Do I understand correctly that this is actually a multi-step process, i.e., withdraw application, apply (by post) for DLR, .......wait for results of DLR (possibly several months), then re-apply in person for ILR? 

Objectively, and quite apart from my personal situation, I am curious as to why there is such a vast difference between the length of time required to process a postal application and the one-day results achieved with an in-person application. Any insights?


----------



## Joppa (Sep 7, 2009)

curatrix said:


> Hmmm, Joppa, this seems to contradict your reply posted earlier which seemed to indicate that withdrawing and re-applying WOULD be possible/feasible:


I've missed the bit about your leave having already expired in November. In that case you cannot just withdraw and reapply, as it's no longer an in-time application, i.e. applying before the expiry of current leave.

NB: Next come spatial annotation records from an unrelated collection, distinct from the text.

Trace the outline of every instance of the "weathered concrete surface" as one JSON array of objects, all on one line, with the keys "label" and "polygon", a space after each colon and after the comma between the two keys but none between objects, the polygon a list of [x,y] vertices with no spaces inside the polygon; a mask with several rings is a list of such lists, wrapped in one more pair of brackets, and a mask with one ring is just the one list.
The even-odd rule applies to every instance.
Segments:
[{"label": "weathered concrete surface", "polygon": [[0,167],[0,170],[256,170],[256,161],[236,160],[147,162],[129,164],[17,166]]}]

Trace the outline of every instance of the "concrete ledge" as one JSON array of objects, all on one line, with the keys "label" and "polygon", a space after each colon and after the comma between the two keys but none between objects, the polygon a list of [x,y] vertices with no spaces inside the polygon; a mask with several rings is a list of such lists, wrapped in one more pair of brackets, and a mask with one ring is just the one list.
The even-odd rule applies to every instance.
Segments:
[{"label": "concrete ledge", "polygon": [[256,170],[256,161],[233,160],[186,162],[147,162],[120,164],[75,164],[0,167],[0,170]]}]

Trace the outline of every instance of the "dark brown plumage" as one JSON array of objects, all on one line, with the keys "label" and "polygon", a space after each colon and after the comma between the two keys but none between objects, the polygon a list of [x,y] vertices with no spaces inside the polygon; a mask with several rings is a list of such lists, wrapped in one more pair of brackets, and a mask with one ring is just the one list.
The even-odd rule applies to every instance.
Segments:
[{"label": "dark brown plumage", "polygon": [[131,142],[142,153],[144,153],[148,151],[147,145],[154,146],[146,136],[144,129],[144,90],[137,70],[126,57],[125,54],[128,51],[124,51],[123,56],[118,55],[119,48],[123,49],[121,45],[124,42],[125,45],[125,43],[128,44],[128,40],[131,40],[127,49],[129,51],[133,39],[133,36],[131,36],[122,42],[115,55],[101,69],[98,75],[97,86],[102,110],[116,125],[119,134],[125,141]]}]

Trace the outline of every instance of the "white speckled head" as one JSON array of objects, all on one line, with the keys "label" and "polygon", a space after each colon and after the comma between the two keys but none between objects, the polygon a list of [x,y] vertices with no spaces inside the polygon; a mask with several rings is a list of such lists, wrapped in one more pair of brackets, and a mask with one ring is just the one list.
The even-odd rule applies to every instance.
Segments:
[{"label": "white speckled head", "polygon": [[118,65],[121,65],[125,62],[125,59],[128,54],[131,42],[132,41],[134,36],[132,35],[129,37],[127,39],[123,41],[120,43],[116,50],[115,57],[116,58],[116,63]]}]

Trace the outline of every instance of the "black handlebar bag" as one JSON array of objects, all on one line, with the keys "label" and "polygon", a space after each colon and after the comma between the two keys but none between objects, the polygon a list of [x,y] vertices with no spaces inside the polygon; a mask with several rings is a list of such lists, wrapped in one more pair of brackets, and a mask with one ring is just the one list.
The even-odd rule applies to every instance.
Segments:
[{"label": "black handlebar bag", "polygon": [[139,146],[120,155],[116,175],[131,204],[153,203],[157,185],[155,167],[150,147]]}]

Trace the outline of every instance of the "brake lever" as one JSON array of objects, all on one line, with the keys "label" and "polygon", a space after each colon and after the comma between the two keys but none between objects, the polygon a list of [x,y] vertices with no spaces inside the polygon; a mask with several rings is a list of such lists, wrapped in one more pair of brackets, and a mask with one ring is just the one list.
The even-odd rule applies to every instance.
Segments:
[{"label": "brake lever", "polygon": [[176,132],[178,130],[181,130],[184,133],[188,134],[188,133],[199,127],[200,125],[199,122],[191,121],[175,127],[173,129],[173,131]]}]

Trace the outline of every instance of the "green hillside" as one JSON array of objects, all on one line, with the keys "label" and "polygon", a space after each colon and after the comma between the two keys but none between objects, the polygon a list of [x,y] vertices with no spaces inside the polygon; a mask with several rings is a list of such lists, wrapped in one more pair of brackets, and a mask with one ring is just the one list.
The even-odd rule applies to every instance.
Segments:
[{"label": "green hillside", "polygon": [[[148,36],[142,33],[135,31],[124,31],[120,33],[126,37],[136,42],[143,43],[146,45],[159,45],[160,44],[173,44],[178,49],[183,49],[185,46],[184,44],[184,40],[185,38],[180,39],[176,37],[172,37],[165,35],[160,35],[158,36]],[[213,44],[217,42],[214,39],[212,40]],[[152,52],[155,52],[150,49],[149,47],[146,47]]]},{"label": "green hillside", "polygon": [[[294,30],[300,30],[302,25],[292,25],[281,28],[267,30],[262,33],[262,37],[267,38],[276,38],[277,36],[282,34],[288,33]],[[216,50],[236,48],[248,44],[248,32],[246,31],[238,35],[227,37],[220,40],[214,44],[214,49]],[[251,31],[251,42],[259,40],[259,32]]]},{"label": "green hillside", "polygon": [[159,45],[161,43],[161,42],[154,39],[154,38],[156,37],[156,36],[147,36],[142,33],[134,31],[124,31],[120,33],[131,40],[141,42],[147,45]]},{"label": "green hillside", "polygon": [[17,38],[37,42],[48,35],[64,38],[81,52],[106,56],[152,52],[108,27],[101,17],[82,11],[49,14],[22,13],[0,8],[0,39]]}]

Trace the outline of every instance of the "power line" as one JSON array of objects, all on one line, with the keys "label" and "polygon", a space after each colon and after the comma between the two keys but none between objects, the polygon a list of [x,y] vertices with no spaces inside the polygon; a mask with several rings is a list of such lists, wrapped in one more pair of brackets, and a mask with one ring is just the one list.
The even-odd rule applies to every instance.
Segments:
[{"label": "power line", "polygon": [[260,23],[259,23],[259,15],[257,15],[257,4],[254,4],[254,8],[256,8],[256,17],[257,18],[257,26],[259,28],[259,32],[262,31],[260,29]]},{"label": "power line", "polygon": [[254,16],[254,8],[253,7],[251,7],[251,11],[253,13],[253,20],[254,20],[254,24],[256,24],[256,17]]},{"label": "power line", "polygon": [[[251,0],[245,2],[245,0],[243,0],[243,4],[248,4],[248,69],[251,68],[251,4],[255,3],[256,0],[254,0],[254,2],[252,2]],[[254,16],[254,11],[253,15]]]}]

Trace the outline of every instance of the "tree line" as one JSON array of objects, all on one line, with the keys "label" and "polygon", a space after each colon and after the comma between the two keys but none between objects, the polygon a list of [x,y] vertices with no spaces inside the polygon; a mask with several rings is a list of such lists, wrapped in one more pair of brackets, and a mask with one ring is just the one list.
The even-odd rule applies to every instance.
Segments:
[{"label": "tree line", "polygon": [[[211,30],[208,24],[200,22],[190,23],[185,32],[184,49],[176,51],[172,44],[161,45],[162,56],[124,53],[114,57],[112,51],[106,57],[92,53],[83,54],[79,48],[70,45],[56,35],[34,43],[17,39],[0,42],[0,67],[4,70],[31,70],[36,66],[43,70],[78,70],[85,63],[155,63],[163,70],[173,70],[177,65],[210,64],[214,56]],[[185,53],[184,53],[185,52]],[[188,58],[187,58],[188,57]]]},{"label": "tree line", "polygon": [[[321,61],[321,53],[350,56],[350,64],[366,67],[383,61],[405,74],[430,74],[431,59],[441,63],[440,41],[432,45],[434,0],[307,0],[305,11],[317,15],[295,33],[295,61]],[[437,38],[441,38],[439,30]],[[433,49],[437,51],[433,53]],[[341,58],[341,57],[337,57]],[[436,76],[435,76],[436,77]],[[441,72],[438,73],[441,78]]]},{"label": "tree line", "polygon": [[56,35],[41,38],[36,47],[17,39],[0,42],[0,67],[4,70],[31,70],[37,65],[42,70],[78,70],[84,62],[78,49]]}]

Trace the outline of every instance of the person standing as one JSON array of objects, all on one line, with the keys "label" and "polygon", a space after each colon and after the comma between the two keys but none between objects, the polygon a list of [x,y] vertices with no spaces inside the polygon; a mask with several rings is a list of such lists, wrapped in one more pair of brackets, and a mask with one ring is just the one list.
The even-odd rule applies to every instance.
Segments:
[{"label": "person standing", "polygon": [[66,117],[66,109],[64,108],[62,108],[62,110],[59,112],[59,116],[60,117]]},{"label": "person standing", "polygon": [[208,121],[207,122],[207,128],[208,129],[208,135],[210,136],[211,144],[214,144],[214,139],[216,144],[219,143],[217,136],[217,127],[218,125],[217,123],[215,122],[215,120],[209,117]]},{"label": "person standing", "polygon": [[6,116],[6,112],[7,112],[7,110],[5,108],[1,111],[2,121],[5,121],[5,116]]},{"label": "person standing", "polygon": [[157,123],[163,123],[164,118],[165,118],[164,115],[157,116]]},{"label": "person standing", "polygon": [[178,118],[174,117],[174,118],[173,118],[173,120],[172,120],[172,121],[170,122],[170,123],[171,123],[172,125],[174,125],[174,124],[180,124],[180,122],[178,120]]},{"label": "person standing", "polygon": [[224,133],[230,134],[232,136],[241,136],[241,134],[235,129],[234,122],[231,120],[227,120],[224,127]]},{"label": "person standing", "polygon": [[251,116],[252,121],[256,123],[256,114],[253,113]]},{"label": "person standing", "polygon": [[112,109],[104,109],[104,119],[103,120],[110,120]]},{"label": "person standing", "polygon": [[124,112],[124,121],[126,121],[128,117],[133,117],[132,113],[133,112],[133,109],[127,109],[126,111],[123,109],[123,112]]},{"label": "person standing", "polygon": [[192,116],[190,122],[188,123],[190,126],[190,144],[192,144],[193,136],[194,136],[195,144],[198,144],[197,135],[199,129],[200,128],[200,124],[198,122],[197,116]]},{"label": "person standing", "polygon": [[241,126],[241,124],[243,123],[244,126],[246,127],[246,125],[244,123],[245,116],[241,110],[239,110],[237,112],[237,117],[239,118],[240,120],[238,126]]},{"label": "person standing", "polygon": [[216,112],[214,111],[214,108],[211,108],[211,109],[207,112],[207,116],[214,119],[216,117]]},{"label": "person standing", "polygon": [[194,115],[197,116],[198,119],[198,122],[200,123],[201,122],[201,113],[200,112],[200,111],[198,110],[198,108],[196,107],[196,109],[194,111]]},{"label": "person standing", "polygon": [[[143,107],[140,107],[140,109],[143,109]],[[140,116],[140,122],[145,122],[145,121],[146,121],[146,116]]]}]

> Do I understand correctly that this is actually a multi-step process, i.e., withdraw application, apply (by post) for DLR, .......wait for results of DLR (possibly several months), then re-apply in person for ILR?


Because your leave has already expired, you are technically an overstayer. You can no longer apply in the normal way, and only ask for DLR outside the normal rules on compassionate grounds. So you may just as well leave your postal application as it is and wait for ILR to be granted. 



> Objectively, and quite apart from my personal situation, I am curious as to why there is such a vast difference between the length of time required to process a postal application and the one-day results achieved with an in-person application. Any insights?


Because they use all their resources to deal with premium applications, and postal applications are just put aside to be dealt with on time-available basis. This is an oversimplication, but given limited resources and manpower, those who have paid substantially more for their services get priority treatment. As long as there are people willing to pay those extras, it's a good business model, gives people choice and keeps them happy.


----------



## Undertaker (Feb 13, 2012)

I posted my indefinite leave in Mid June 2011, I got a letter to confirm after 2 weeks
I am still waiting
I have called them 3 times all they tell me is it's in progress
i have written to them but have had no answer back
its been 8 months now anyone know how long they will take?
thanks


----------



## Joppa (Sep 7, 2009)

Undertaker said:


> I posted my indefinite leave in Mid June 2011, I got a letter to confirm after 2 weeks
> I am still waiting
> I have called them 3 times all they tell me is it's in progress
> i have written to them but have had no answer back
> ...


See my reply in another thread.


----------